Bankruptcy as a vehicle for resolving enterprise-threatening mass tort liability.

AuthorResnick, Alan N.
PositionMass Torts Symposium

INTRODUCTION

A difficult challenge facing the American judicial system is providing for the fair and efficient resolution of litigation arising from mass tort liability. A mass tort involves a harmful act or series of acts by a company, such as the production of a defective product, that results in injuries to numerous victims--sometimes numbering into the thousands or hundreds of thousands. The most difficult cases are those involving "long-tail" mass tons, such as those relating to :asbestos, where there is a long latency period between a person's use or exposure to a harmful product and the first manifestation of harm. Removal of the defective product from the marketplace or from society as a whole will not end the continuing manifestation of injuries. Given the thousands of future: claimants who will first discover their injuries in decades to come, long-tail mass torts place an enormous burden on the defendant company and the judiciary. The high costs of litigation threaten both adequate compensation for the vast number of victims and the survival of the defendant's business.

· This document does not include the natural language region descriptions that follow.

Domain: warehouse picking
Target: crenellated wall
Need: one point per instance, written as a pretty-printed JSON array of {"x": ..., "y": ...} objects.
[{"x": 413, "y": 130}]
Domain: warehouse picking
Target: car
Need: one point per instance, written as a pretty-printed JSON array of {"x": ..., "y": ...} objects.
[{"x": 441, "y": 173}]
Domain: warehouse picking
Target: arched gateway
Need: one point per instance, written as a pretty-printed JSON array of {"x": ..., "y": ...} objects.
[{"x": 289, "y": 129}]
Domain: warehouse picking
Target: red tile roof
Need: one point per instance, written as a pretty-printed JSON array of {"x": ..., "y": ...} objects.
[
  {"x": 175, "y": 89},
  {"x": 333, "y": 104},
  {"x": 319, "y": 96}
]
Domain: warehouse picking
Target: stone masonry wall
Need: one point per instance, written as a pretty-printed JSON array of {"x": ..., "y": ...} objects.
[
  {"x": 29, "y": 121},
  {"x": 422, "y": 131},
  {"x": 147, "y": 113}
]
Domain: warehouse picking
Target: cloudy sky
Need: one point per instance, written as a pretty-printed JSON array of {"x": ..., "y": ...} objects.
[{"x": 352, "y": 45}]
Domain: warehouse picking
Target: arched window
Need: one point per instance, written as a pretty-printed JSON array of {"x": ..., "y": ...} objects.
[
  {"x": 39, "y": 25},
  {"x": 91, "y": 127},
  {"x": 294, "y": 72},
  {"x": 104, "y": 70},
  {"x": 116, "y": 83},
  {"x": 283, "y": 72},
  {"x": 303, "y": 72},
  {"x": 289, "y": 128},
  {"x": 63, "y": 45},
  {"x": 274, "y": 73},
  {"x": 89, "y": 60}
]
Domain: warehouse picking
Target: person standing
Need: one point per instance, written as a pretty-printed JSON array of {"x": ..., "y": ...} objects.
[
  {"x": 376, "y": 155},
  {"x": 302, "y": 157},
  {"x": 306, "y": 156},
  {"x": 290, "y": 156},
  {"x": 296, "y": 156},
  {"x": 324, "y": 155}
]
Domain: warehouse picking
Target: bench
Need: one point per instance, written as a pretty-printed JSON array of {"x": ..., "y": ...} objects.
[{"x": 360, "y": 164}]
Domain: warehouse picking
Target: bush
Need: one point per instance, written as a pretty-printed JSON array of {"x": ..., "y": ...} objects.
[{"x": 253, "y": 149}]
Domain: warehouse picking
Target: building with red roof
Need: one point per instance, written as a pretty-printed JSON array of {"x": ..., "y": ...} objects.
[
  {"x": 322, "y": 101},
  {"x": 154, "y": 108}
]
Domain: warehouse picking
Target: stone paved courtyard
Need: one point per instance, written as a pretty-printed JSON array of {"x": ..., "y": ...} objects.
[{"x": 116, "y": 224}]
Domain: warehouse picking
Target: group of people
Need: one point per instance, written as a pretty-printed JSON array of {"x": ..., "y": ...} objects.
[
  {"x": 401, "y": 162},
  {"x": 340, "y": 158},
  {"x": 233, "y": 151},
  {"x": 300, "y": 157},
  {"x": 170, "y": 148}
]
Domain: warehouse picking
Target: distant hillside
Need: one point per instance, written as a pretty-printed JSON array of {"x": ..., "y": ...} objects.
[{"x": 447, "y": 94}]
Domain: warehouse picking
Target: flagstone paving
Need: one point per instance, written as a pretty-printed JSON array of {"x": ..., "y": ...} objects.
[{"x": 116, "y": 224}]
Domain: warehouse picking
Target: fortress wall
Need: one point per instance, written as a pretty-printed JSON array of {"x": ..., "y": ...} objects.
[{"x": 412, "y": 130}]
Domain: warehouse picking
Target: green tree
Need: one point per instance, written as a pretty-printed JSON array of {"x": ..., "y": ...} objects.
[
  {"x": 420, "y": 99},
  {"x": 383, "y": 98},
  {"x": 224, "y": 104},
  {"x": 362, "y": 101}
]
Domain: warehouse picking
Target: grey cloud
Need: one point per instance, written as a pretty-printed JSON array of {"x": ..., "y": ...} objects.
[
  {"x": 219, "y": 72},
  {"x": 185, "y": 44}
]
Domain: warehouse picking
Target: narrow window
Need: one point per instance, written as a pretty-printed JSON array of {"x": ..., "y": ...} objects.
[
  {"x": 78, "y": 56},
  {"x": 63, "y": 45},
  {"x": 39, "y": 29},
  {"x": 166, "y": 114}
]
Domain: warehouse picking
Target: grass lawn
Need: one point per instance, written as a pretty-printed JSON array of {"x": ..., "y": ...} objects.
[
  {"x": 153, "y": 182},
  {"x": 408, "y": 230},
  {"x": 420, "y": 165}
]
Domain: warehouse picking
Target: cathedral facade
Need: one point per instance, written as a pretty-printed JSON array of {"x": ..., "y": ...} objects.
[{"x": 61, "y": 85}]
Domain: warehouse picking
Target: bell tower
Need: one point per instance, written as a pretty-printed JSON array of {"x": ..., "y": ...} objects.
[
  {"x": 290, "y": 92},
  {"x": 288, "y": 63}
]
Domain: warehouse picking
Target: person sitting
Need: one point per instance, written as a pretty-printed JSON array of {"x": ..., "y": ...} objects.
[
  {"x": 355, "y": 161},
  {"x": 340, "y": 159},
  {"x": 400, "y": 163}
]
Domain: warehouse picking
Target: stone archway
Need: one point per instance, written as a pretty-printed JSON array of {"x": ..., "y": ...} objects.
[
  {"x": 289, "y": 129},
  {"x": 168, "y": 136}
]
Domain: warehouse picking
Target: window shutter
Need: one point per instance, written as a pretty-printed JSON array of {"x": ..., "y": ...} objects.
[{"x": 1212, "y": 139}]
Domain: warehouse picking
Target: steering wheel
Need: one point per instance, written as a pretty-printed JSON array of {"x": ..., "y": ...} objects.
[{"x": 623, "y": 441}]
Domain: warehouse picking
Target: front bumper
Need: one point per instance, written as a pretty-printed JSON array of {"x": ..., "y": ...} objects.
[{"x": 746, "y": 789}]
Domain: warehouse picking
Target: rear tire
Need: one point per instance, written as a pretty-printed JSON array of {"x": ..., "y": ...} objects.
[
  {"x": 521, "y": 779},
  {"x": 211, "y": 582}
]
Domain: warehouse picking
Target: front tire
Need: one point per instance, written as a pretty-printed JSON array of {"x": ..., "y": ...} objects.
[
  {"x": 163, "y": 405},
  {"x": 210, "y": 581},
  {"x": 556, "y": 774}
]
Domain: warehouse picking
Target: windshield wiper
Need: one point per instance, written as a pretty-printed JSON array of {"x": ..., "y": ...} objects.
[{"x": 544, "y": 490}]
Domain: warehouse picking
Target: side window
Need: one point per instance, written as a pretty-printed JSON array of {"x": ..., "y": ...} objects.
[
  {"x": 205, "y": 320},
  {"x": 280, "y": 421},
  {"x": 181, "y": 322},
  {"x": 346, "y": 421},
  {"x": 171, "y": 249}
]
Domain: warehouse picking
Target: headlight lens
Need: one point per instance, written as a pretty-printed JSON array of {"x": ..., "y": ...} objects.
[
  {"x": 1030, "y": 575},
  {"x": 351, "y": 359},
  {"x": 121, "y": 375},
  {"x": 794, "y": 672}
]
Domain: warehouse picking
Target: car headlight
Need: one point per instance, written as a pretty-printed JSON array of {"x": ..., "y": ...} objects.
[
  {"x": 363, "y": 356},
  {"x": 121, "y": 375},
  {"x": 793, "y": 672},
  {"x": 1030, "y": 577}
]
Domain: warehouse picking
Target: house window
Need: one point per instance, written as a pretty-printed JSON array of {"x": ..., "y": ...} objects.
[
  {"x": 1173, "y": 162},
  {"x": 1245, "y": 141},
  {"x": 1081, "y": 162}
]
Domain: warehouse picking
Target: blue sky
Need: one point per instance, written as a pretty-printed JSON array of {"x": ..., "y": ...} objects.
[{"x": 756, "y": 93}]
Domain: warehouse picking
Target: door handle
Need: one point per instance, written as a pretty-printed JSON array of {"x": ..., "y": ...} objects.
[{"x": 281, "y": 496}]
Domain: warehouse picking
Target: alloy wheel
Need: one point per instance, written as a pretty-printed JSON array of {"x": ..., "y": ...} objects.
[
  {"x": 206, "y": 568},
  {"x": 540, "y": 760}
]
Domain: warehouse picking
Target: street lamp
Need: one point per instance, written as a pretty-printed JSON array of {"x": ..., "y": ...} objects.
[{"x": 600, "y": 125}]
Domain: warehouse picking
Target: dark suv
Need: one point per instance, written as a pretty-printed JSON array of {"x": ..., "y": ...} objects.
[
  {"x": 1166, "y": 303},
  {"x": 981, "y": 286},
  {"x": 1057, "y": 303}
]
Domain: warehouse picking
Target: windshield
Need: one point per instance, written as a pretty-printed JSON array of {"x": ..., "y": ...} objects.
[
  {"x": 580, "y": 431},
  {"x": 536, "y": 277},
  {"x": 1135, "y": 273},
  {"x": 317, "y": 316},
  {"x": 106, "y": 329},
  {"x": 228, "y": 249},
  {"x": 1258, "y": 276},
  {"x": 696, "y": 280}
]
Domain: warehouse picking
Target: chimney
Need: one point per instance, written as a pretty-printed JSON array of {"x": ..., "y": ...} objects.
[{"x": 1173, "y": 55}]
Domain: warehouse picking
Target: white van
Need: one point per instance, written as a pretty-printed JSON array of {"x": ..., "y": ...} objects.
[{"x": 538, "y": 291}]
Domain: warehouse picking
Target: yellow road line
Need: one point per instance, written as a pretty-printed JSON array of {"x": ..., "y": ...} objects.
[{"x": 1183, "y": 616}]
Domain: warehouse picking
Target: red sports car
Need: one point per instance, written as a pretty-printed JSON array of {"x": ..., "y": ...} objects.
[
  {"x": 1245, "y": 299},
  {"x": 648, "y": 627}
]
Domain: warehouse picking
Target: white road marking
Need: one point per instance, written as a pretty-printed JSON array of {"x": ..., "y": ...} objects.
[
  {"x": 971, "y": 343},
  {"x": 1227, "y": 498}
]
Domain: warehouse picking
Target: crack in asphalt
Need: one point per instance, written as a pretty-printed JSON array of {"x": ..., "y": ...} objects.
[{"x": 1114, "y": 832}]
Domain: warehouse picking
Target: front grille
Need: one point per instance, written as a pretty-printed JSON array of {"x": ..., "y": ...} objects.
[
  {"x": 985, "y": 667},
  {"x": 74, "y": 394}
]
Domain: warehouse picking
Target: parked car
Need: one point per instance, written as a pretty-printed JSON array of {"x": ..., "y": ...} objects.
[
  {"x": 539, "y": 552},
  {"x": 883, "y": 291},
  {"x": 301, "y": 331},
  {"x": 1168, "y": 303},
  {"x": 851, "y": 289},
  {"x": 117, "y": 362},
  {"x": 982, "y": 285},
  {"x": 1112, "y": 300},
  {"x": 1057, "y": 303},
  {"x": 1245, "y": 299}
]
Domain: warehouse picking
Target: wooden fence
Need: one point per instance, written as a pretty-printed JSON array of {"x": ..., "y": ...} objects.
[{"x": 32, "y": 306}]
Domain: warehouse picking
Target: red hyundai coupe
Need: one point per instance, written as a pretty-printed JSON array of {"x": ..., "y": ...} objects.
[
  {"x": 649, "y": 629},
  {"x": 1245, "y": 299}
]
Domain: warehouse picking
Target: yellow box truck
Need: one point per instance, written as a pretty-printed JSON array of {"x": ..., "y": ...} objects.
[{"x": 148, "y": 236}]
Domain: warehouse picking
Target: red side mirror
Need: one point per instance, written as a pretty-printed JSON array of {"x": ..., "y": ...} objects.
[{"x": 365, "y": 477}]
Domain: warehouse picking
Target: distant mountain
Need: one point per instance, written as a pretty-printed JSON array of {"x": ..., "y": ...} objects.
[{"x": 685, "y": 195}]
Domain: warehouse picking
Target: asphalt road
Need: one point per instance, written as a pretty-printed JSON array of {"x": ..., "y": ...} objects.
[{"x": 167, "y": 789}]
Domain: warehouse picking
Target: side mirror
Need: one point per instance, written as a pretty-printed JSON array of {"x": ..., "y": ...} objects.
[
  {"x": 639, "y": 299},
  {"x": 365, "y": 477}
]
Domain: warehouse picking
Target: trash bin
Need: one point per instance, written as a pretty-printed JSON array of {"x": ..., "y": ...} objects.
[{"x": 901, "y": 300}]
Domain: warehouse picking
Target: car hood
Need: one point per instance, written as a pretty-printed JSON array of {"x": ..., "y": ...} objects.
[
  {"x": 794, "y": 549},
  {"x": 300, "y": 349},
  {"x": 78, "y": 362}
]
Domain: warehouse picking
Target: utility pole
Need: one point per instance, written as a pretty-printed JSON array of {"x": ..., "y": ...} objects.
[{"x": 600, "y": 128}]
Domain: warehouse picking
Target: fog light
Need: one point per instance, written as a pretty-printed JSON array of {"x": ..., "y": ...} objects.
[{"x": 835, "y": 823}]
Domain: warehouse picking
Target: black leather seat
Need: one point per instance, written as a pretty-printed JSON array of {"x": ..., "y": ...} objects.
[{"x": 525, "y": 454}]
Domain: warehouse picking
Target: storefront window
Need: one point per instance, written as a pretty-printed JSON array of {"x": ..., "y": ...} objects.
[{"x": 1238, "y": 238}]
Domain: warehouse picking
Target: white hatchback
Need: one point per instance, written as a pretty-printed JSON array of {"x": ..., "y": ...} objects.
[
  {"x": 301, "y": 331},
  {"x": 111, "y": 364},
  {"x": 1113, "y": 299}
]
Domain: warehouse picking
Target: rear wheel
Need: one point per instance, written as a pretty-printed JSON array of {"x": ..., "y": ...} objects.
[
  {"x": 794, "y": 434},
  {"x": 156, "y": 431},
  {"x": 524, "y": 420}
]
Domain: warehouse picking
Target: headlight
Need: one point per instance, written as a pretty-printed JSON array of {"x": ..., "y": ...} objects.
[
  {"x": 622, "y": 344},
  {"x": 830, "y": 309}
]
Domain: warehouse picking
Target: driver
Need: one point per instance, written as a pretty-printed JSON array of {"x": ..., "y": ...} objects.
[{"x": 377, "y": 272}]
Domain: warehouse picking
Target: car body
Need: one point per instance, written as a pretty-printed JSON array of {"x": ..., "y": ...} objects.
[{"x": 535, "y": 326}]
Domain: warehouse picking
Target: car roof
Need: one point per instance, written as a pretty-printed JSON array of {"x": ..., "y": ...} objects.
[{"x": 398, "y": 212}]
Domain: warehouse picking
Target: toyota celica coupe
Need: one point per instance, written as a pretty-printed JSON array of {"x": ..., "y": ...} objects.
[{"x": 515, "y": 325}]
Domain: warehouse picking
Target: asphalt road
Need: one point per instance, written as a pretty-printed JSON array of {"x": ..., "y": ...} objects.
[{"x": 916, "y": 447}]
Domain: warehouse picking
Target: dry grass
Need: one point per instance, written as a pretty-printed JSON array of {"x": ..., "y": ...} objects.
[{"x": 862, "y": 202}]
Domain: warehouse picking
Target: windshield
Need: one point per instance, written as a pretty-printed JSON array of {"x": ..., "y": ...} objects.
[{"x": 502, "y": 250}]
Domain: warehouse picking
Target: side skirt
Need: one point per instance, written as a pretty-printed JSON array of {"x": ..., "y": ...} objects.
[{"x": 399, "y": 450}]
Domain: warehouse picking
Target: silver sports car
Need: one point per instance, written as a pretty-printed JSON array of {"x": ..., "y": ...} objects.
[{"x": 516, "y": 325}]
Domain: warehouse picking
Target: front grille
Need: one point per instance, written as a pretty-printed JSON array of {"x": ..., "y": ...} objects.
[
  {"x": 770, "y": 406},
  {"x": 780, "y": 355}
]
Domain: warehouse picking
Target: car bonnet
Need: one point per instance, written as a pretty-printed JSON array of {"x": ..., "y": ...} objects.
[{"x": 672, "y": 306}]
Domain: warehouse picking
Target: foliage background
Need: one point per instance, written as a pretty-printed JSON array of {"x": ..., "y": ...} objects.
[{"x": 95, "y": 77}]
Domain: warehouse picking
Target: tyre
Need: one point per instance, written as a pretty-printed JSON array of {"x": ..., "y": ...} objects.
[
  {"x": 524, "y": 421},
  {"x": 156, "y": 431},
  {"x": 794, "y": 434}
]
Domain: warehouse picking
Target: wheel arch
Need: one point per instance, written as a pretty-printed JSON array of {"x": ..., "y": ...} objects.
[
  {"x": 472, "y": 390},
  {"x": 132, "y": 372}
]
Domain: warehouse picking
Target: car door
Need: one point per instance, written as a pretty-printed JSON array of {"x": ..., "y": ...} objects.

The practical inability to provide each tort victim with traditional, individualized adjudication under the usual rules of litigation in these mass tort situations has led to the use of class actions or other mechanisms designed to deal collectively, rather than individually, with numerous claimants. When a defendant company is faced with mass tort liability that threatens the viability of the enterprise, and other mechanisms either have failed or would be ineffective in avoiding the destruction of its business, it is likely to seek protection under the federal bankruptcy laws. Johns-Manville Corp.,(1) Celotex Corp.,(2) Eagle-Picher Industries, Inc.,(3) Keene Corp.,(4) and at least a dozen other asbestos manufacturers deluged with thousands of personal injury claims; A.H. Robins Co. facing potentially devastating Dalkon Shield personal injury claims;(5) Dow Corning Corp. under an onslaught of breast implant litigation;(6) and other companies--all expecting countless future claimants who have not yet manifested any injury--have sought protection under Chapter 11 of the Bankruptcy Code within the past twenty years.

When the Bankruptcy Code was enacted in 1978, Congress did not contemplate the unique problems caused by mass tort liability involving future, as well as present, claimants, or that companies facing such massive liability would seek relief under the bankruptcy laws. The Bankruptcy Code's lack of specific guidance on the treatment and dischargeability of future claims has resulted in doubts regarding the powers of a bankruptcy court to deal with mass torts. Moreover, inconsistent judicial decisions have created confusion and lack of uniformity in this area. Commentators(7) and professional organizations, such as the National Bankruptcy Conference,(8) have studied the special problems relating to the treatment of mass tort claims in bankruptcy and have made recommendations for law reform in this area. Most notably, the National Bankruptcy Review Commission(9) had recommended several revisions to the Bankruptcy Code to enable bankruptcy courts to better deal with mass tort liability involving numerous future claims tossing from the debtor's prebankruptcy conduct.(10) In addition, in 1994 Congress added provisions to the Bankruptcy Code specifically dealing with the treatment of asbestos-related liability.(11)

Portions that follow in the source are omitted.